Cisco setzt auf eine Architektur namens Intelligent Collective Networking. Sie nutzt einen vollständig gemeinsamen Paketpuffer und pfadbasiertes Lastenmanagement, um Leerlaufzeiten der teuren GPUs zu minimieren. Laut Herstellerangaben steigert dies die Netzwerkauslastung um 33 Prozent und beschleunigt KI-Jobs um 28 Prozent.
Der neue Chip bildet die Basis für die kommenden Nexus-9000- und 8000-Serien-Systeme. Angesichts der gewaltigen Abwärme moderner KI-Rechenzentren bietet Cisco erstmals auch vollständig flüssiggekühlte Designs an. Kombiniert mit neuen 1,6T- und 800G-Optikmodulen soll der Energieverbrauch im Vergleich zur Vorgängergeneration um fast 70 Prozent sinken – ein entscheidendes Argument für Hyperscaler und Unternehmen mit explodierenden Stromkosten.

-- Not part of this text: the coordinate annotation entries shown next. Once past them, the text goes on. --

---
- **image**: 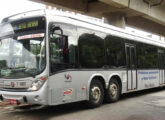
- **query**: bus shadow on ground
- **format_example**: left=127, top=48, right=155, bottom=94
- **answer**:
left=11, top=88, right=164, bottom=120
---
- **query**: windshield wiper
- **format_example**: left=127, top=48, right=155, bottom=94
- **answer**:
left=24, top=70, right=36, bottom=78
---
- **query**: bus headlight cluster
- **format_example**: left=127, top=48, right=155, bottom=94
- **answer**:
left=28, top=77, right=47, bottom=91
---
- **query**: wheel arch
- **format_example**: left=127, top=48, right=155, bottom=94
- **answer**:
left=87, top=74, right=106, bottom=100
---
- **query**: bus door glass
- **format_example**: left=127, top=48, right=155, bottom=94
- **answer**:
left=125, top=44, right=137, bottom=90
left=158, top=50, right=165, bottom=84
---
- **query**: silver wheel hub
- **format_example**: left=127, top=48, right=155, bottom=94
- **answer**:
left=109, top=83, right=118, bottom=98
left=91, top=86, right=101, bottom=102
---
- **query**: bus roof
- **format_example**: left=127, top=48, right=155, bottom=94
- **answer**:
left=2, top=9, right=165, bottom=47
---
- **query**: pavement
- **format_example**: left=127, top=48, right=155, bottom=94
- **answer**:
left=0, top=88, right=165, bottom=120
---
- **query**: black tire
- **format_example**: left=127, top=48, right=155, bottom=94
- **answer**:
left=88, top=79, right=104, bottom=108
left=106, top=78, right=121, bottom=102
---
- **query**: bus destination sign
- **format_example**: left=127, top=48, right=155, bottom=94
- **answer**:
left=13, top=20, right=38, bottom=31
left=11, top=17, right=45, bottom=33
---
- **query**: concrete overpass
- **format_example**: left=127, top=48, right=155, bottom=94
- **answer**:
left=31, top=0, right=165, bottom=36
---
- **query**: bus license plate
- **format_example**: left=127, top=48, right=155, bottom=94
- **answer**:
left=8, top=99, right=18, bottom=105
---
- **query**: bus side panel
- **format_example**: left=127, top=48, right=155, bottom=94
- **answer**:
left=49, top=70, right=127, bottom=105
left=137, top=70, right=160, bottom=90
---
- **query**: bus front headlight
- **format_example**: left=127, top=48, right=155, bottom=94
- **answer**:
left=28, top=77, right=47, bottom=91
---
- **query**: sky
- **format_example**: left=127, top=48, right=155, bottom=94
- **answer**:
left=0, top=0, right=160, bottom=39
left=0, top=0, right=45, bottom=21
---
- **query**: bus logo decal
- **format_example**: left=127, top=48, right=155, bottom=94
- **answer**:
left=65, top=74, right=72, bottom=80
left=63, top=89, right=73, bottom=95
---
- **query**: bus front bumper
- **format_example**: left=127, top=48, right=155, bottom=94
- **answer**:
left=0, top=84, right=48, bottom=105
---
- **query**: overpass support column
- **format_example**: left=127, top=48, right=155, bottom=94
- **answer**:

AgenticOps: Wenn das Netzwerk autonom denken soll
Doch Hardware allein reicht nicht. Cisco modernisiert auch seine Software, um den Anforderungen autonomer KI-Agenten gerecht zu werden. Herkömmliche Unternehmensnetze sind für menschlich gesteuerten Datenverkehr ausgelegt, nicht für die permanenten, mehrstufigen Datenaustausche von KI-Agenten.
Die Antwort heißt AgenticOps. Diese Suite automatisierter IT-Operations-Tools sammelt Telemetriedaten aus den Bereichen Netzwerk, Sicherheit und Observability. Ein Schlüsselelement ist die für März 2026 geplante Integration mit Splunk. Sie erlaubt es Administratoren, Daten direkt dort zu analysieren, wo sie anfallen. Das spart die aufwändige Exportierung riesiger Datensätze und reduziert die Latenz bei der Bedrohungserkennung.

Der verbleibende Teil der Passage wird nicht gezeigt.